Shooting the Dalek Eyestalks
- Is it just me or does it seem like actually shooting the eyestalk would be way harder than they make it look on the show? Not only is the lens/opening only about an inch across, but it is constantly moving around. It seems like it would be like trying to shoot a dragonfly out of the air while being shot at yourself. I can see a trained sniper shooting one but we often encounter normal people who are able to do it just fine.
- "Often encounter normal people who are able to do it just fine"? Correct me if I'm wrong, but don't we only see them shoot a Dalek eyestalk successfully four times in the series, three of which are successful in incapacitating the Dalek, and two of them by the same person. The first time I can remember is the female programmer in Parting of the Ways, and that was through sheer luck and perseverance. And she was shot immediately after! The second time was Wilfred, in The Stolen Earth, and, again, through sheer luck, and he wasn't under fire like the previous example. And he used a paint gun. The other two were by Rory in The Big Bang, and he was a Nesteen plastic duplicate with nearly 2000 years of experience in shooting to protect the damn Pandorica, and the Dalek in question was a partially restored remnant from when the universe was not collapsing in on itself because of a giant explody-wody TARDIS.

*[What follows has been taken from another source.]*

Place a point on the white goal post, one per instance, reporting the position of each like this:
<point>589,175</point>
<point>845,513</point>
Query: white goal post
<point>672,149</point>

- It occurs a couple of times in the classic series, but if memory serves it's usually soldiers or the like doing the shooting.
Jack Harkness exiled from continuity?
- I read this on the recap page for "Fugitive of the Judoon":Seriously: ten years after his last appearance on Doctor Who; nine years since the last episode of Torchwood aired (the latter in such a Continuity Snarl that it's widely believed to have been Exiled from Continuity)
- It's talking about Miracle Day, the fourth series of Torchwood, and one that the vast majority of Torchwood fans dislike to the point of pretending it never existed.
Why was The Doctor so unnecessarily mean to Mickey?
- I understand that Mickey wasn't the object of The Doctor's affections but still he was needlessly mean to Mickey, almost petty.
- The first Doctor who meets Mickey is the Ninth Doctor, and he is still reeling from the Time War, and has lost all his people. Rose was probably the first person he met who he eventually saw as a friend since the War, and he's maybe jealous that Mickey is her boyfriend. Then there's how useless he was with the Nestene, considering he was just cowering and hugging the TARDIS, while Rose actively saved the Doctor. Definitely doesn't help. Plus, the Ninth Doctor has a very low view on the human race as a whole. Mickey, and Jackie, for that matter, are two humans in Rose's life that he more often than not has to interact with, if just for Rose's sake and if just for a tiny moment. Notice how the Tenth Doctor does treat Mickey with more respect than Nine? Any jabs from Ten to Mickey are purely playful, and not malicious like Nine's, because Ten's personality is a lot more open and friendlier than Nine's. So it may just be jealousy and feeling unimpressed that was the reason the Doctor was so meanspirited when it came to Mickey.
- Also, it's easy to forget, but Mickey's very first interaction with the Doctor involved him yelling "He's an alien, he's a thing!" at him. Gotta say, if I was the Doctor, I wouldn't be particularly inclined to treat him very nicely either.